Machine Learning for federated privacy-preserving scenarios
Technical talk | English
Technical talk | English
Theatre 20: Track 3
Thursday - 15.25 to 16.05 - Technical
In the presentation we will give a description of the Musketeer project (http://musketeer.eu), funded by the Horizon 2020 programme, which is the biggest EU Research and Innovation programme. This project aims at providing:
1. Machine Learning over a high variety of different privacy-preserving scenarios.
2. Robustness against external and internal threats.
3. Enhancement of the Data Economy.
4. Standardized and extensible architecture.
5. Industrial demonstration of the technology advances in operational environments.
The massive increase in data collected and stored worldwide calls for new ways to preserve privacy while still allowing data sharing among multiple data owners. Today, the lack of trusted and secure environments for data sharing inhibits the data economy while legality, privacy, trustworthiness, data value and confidentiality hamper the free flow of data.
This talk will first explain the benefits of sharing data. Since creating complex models requires large datasets, one common barrier to using advanced machine learning techniques is the amount of data needed to train a model. In practice, however, compiling large datasets is intensive and time-consuming. To overcome this problem, different partners in a data economy can benefit from sharing datasets in order to improve the accuracy of their respective machine learning models.
After that, we will analyze the main privacy barriers that limit data sharing: legal, ownership, confidentiality, information leakage, privacy, and trustworthiness.
Then, we will describe the Musketeer project, which aims at developing an open source Industrial Data Platform (IDP) instantiated in an inter-operable, highly scalable, standardized and extendable architecture, efficient enough to be deployed in real use cases. It incorporates an initial set of analytical (machine learning) techniques for privacy preserving distributed model learning such that the usage of every users’ data fully complies with the current legislation or any other industrial or legal limitation of use. Musketeer does not rely on a single technology. Different Privacy Operation Modes (POMs) will be implemented with the machine learning algorithms developed over them. These POMs have been designed to remove some privacy barriers and each one describes a potential scenario with different privacy preserving demands, but also with different computational, communication, storage and accountability features. To develop the POMs a wide variety of standard Privacy Preserving Technologies (PPTs) will be used such as Federated Machine Learning (FML), homomorphic encryption, differential privacy or secure multiparty computation – also aiming at developing new ones or incorporating others from third parties in the future.
To further foster the development of a user-centered data economy based on data value (ultimately enabling the data and AI-driven digital transformation in Europe), we will explore reward models capable of estimating the real contribution of a user’s data to the improvement of a given task, such that a fair monetization scheme could be possible.
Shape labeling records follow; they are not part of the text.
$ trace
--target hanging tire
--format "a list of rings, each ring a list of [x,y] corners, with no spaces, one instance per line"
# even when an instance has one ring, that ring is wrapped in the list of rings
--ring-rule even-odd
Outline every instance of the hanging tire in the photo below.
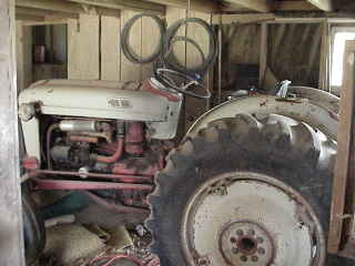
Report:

Finally, we will describe new potential dangers. Machine learning systems are vulnerable to data poisoning, a coordinated attack in which a fraction of the training dataset is manipulated by an attacker to subvert learning. Since we are speaking about collaborative scenarios, the security and robustness against these attacks will be ensured, not only with respect to threats external to the IDP, but also from internal ones, by early detection and diminishing the potential mis-behaviours of IDP members (adversarial attacks).